The perinatal mortality rate is higher than in single births. The mortality rate of the second twin is twice that of the first, and this may be due to reduction in the placental circulation and partial separation of placenta following the birth of the first twin.
Malpresentation is more common. For these reasons hospitalization for delivery is advocated.
Heavy sedation should be avoided.
Epidural analgesia may be use.
If delay occurs due to hypotonic uterine action after the delivery of the first twin an oxytocin drip may be given after puncture of the membranes and kept running until one hour after both babies and placenta are delivered.
Preparations should be made for the reception of two immature babies, who may show signs of asphyxia or intracranial injury.
Woman should be observed for signs of shock due to sudden reduction in abdominal pressure.
The woman may be more comfortable in the dorsal position with additional pillows.
Perineal infiltration or pudendal nerve block is commonly employed and an episiotomy is made in an endeavour to lower thehigh perinatal mortality rate.
The airway of the first baby is cleared. The cord should be ligatured in two places, for although the placental end of the cord is tied or clamped at every delivery, it is because of the possibility of undiagnosed monozygotic twins that this is done. The first baby, after being marked No. 1, is laid in a warm cot and the midwife keeps her 'ear and eye on it.
The abdomen is palpated without delay to ensure that the lie of the second twin is longitudinal. Presentation and position are diagnosed, but are of less importance: the fetal heart is listened to. The midwife stands by. She will closely observe the uterus, probably keeping her hand lightly on it to detect uterine contractions.

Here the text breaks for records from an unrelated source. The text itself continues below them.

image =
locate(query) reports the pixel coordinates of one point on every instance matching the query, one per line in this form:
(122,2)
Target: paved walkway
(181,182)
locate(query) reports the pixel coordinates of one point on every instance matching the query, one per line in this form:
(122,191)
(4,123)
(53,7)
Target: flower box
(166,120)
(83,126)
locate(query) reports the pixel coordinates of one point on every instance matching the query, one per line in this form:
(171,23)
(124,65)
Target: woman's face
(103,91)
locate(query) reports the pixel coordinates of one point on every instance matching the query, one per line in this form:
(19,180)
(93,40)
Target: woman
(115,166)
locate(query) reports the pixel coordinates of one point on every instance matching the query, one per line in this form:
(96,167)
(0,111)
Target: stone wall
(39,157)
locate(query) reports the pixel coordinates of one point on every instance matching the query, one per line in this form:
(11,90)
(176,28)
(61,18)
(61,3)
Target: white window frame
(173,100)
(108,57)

The fetal heart should be checked frequently.
With three or four good contractions and the woman pushing effectively the second baby ought to be born. But if, when 5 minutes have elapsed, contractions have not recommenced, the midwife should scrub up and after making sure that the head or the breech is presenting she should puncture the bag of membranes and massage the uterus to stimulate uterine action. The second baby should be born within 15 minutes after the first baby.
Ergometrine, 0.5mg or Syntometrine, 1ml, should be given intramuscularly as soon as both placentae are born to prevent postpartum haemorrhage. If Syntometrine is given inadvertently after the birth of the first baby, the second baby must be expelled immediately by fundal pressure. Midwives must always remember the possibility of an undiagnosed twin when they administer Syntometrine during the actual birth of a baby. The woman should not be left until at least two hours after the birth of the palcentae and to ensure sleep a sedative is given.

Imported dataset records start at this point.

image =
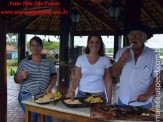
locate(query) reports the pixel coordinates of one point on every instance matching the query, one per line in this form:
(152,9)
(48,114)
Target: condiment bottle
(51,101)
(33,96)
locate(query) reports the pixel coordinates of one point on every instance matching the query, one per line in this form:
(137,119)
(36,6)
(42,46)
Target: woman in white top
(92,71)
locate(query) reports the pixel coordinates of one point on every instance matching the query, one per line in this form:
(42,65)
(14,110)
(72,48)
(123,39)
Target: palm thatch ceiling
(94,17)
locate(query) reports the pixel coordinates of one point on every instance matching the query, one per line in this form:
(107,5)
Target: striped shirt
(38,76)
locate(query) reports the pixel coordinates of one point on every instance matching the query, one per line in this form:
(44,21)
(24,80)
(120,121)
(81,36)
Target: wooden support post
(21,46)
(64,43)
(132,14)
(3,75)
(116,45)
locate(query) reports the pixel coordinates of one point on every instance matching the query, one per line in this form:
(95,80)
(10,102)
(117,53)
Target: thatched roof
(94,17)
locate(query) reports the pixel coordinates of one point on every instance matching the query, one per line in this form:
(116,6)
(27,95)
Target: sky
(155,42)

Avoid unnecessary delay in the delivery of the second as this may result in:
The fetus in utero may die of anoxia should the palcenta separates.
The risk of sepsis is increased when the cord is lying outside the vulva.
The cervix closes to a certain extent and will have to dilate again. Having ensured that the lie is longitudinal, the doctor will probably puncture the membranes, and give an oxytocin drip, when the uterus begins to contract he may apply forceps or use the Malmstrom vacuum extractor.
The expulsion of a placenta or bleeding before the birth ofthe second twin gives warning that the placenta still in- utero may also be separating and causing hypoxia of the unborn twin; in which case, the midwife should massage the uterus and expel the second twin as soon as possible by using fundal pressure. (The usual sequence of events is for both babies to be born and then the placentae).
Locked twins are very rare indeed, and the most seriousvariety occurs when the first fetus is presenting by the breech and the head of the second fetus which is presenting by the vertex gets in front of the after coming head of the first baby. The heads become impacted and decapitation of the head of the first baby is usually necessary.
Involution of the uterus may be slow; after pains are more troublesome. The care of the babies is a most urgent problem, as the number of twin babies who die is alarmingly high, the smaller one may be light for date. The mother will need help and advice in regard to feeding, and should not be discharge from hospital until the babies are gaining weight satisfactorily.